As we took a seat in the waiting room, I noticed how the gray carpeting matched my father’s baggy gray sweater and pants. I also noticed that even though this was a place of sadness, most of the patients were upbeat. The support persons seemed to have the sadder faces.

Dad was anxious to begin the treatment, and a nurse led us into a massive room covered with curtained cubicles. Inside each cubicle was a comfortable easy chair sporting a cheerful pattern, covered with piles of pillows. Off on the side were monitoring machines, with lights, beeps and hardware designed to hold the plastic medication bags.

Tatinke took a seat, as we waited for the treatment to begin. I watched as patients occupied themselves while they were being injected with chemo and other medications. Some were playing cards, some were sleeping, and others were watching television or listening to music.

Then Bill arrived. Bill, a nurse, was a large man, but ever so kind. He was from New York, and engaged my dad in discussion about “remember when.” As we chatted, he nonchalantly prepared a hypodermic needle and the selection of medications to be injected into my dad. He looked over my father’s arms. “Only in the vein, or we won’t be happy campers,” he said. It took two tries, and then Dad was ready.

Drip, drip, drip; the medication slowly found its way through the tube.

It would take almost two hours for the therapy to be completed. During that time, I fed Dad chips and water.
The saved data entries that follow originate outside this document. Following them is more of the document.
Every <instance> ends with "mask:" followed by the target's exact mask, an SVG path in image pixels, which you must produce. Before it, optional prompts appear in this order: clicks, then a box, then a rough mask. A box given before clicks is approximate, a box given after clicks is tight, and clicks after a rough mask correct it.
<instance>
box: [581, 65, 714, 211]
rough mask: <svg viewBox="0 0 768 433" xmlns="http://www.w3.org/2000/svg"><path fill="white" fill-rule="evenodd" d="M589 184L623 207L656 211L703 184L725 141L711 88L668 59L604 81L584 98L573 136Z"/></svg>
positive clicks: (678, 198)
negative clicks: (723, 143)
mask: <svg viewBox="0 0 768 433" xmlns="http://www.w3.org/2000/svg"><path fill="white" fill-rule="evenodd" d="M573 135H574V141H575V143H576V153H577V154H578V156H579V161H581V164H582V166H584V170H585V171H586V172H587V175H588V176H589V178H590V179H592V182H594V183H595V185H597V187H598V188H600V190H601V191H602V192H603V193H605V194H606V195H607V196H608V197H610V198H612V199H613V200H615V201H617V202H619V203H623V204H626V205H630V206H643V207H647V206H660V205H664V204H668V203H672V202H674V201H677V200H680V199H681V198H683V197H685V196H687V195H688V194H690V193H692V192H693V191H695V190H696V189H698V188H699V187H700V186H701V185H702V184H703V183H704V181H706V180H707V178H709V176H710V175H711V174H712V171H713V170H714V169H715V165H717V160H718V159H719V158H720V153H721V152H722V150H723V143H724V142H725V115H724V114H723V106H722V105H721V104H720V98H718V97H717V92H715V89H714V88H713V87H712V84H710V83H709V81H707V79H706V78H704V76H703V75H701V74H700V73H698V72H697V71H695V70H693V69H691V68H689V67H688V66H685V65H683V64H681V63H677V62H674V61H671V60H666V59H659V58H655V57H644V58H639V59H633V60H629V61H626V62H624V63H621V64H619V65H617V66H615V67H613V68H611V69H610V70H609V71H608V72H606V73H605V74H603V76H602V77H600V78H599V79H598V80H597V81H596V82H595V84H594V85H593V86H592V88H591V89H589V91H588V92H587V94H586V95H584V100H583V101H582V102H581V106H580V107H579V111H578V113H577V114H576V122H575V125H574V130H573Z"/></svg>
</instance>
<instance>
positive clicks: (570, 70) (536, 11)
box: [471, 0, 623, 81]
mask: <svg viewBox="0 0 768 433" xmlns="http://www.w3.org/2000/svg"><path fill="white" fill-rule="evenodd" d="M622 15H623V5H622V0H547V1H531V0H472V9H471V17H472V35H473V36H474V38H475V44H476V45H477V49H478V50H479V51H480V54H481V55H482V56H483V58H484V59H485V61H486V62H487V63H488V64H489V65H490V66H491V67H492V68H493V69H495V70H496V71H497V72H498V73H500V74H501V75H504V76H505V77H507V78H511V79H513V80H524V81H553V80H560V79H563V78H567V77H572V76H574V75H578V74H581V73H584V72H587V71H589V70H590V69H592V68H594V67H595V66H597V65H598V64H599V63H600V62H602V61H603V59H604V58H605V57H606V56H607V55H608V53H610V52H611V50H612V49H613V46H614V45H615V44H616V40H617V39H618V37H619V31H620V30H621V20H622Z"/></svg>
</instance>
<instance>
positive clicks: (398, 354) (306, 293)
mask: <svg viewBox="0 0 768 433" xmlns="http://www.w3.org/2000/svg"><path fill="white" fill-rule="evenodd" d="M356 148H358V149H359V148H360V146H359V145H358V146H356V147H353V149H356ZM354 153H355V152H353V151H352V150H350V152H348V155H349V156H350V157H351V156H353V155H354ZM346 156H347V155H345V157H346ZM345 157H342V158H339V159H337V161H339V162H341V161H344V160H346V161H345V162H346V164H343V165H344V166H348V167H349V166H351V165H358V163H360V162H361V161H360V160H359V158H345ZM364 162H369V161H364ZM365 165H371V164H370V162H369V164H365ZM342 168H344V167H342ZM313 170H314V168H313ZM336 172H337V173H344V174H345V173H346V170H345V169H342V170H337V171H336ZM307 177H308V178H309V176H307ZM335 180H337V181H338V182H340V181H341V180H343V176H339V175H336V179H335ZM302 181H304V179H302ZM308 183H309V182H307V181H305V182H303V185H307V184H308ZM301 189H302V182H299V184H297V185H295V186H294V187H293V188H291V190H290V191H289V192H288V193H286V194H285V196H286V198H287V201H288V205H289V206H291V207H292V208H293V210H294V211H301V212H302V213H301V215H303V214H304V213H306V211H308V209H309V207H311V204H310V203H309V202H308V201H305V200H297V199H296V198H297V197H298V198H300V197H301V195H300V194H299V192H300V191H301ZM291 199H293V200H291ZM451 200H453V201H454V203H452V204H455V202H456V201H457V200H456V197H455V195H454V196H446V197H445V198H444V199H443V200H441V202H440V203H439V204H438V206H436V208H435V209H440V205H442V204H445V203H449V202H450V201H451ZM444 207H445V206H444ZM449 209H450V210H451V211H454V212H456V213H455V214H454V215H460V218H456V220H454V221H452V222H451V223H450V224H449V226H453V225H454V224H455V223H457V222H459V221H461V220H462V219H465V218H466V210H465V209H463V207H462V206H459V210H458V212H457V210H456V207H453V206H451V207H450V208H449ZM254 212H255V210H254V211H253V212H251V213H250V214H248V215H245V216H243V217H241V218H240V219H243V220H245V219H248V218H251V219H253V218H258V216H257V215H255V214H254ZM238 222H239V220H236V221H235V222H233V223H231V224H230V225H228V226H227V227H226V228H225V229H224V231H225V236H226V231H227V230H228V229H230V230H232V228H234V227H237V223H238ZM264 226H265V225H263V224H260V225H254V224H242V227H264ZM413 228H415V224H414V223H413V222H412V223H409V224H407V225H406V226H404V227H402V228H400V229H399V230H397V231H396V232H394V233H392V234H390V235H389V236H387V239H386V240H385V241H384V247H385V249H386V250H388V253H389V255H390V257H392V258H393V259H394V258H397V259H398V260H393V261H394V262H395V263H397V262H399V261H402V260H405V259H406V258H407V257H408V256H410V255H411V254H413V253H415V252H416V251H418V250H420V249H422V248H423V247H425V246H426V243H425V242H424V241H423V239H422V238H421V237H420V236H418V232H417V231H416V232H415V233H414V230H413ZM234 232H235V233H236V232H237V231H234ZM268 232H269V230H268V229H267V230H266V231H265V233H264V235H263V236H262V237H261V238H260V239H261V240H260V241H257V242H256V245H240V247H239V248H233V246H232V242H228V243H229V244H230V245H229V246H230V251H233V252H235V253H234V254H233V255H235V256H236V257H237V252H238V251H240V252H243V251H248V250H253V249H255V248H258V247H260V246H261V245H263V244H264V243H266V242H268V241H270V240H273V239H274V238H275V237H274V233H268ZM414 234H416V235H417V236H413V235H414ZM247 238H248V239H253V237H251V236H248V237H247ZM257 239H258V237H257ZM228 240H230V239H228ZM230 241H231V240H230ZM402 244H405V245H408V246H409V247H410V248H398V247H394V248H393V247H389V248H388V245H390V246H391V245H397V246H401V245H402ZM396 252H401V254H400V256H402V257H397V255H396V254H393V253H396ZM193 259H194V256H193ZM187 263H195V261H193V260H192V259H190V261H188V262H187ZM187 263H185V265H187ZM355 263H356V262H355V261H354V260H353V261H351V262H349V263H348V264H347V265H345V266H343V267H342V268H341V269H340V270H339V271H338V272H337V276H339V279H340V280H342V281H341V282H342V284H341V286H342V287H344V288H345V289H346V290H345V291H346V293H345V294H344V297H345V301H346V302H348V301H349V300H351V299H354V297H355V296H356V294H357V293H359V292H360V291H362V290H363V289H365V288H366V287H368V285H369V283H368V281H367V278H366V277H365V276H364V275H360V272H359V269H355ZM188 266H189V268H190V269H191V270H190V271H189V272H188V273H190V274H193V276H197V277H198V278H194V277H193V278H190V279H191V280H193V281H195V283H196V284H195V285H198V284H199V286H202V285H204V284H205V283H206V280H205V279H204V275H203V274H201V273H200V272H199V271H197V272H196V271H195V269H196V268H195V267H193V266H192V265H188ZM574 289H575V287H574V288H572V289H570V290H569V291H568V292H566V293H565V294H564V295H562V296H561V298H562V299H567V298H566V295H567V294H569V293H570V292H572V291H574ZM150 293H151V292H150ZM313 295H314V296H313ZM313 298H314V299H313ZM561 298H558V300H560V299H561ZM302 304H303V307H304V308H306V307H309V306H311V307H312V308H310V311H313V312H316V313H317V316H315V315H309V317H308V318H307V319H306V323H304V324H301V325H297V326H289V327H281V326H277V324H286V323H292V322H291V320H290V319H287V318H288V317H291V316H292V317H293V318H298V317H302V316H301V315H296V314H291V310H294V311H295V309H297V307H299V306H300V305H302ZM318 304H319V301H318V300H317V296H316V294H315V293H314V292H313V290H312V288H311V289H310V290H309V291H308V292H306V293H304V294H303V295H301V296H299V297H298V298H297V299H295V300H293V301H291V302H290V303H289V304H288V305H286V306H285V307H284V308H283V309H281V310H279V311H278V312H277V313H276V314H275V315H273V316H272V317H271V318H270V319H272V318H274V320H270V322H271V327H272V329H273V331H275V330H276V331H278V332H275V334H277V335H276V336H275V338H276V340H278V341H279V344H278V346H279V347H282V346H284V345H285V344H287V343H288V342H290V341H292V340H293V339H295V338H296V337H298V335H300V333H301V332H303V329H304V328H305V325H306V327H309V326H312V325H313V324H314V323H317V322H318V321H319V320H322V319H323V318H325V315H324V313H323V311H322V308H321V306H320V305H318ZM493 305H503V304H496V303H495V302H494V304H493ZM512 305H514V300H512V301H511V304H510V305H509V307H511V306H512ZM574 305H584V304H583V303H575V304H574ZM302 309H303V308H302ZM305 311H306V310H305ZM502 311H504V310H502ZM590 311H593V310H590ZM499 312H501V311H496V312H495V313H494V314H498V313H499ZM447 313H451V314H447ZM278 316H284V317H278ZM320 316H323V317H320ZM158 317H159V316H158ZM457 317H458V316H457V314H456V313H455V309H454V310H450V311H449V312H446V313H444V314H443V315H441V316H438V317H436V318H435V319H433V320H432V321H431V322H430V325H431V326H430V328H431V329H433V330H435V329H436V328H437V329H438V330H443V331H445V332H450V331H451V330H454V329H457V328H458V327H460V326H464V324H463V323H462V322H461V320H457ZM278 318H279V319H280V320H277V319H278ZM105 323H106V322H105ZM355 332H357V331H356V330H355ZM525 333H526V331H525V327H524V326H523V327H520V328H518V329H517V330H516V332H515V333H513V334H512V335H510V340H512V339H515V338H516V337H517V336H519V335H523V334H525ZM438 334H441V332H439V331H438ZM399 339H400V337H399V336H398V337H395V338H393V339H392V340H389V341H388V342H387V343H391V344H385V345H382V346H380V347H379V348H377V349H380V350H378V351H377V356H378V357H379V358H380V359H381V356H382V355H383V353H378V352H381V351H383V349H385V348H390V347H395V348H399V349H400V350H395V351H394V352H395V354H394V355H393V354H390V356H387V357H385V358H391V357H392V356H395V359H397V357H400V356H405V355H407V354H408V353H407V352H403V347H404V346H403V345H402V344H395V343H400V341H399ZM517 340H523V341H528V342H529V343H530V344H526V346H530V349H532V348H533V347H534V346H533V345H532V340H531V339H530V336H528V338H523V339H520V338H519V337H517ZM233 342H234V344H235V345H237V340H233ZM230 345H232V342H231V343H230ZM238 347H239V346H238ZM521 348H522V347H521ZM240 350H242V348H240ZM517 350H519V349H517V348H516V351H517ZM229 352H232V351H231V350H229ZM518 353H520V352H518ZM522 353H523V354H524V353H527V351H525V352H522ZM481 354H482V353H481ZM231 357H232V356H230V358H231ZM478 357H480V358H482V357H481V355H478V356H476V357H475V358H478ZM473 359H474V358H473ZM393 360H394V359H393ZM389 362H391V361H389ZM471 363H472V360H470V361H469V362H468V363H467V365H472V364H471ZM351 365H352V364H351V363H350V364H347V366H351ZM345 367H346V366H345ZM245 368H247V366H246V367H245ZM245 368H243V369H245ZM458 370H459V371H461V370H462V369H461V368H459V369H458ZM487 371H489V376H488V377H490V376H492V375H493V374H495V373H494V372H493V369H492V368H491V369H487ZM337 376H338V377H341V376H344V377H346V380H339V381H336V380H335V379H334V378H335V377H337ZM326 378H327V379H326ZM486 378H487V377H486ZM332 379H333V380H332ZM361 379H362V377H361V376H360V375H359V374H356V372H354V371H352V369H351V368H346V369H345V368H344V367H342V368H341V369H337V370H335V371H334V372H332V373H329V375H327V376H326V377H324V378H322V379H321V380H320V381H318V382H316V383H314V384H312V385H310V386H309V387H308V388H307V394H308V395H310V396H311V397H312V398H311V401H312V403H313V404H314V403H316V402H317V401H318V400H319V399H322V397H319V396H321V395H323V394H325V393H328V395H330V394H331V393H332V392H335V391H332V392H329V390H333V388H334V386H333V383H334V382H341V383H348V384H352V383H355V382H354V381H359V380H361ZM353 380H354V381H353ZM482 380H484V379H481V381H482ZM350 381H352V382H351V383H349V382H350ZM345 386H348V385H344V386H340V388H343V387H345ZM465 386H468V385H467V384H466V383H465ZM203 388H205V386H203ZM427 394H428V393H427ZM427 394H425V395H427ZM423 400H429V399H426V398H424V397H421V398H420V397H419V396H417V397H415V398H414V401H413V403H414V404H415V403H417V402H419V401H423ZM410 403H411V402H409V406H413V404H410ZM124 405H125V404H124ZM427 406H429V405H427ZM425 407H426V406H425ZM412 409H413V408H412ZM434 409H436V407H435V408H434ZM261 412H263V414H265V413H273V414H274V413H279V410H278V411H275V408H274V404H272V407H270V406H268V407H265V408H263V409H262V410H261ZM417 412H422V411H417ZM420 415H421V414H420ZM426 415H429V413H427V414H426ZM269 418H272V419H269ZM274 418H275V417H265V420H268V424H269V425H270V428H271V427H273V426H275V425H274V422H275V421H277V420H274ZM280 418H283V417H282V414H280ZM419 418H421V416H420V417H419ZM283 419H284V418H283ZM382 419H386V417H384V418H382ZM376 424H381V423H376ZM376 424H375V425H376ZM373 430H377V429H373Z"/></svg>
We talked, first about nothing in particular, and then about more heartfelt matters. “I’m sorry for how I behaved when Mom died,” he said.

He didn’t need to apologize. That was history. I wanted to talk about the future, about his love for traveling, about the upcoming Passover holiday when the entire estranged family would be reunited.

Then he fell asleep and I sat there looking at him. Six months ago he was fine, and now he was fighting for his life. His hair was gone, he was thin, and his memory was less sharp.

When we left the facility, he was weak. The treatment, as I have often heard, is almost as bad as the disease. But without it…

Even though I sat by and will probably go again to sit beside my Tatinke, I could not help but think of something a friend said to me.

“Don’t make him go through that,” she said. But the idea of not supporting his fight for life, even if this would only keep him alive for another year or two, was unacceptable.

I understand that the chance of getting cancer is very high, but being this close showed me how far we have come – and sadly, how far we have yet to go.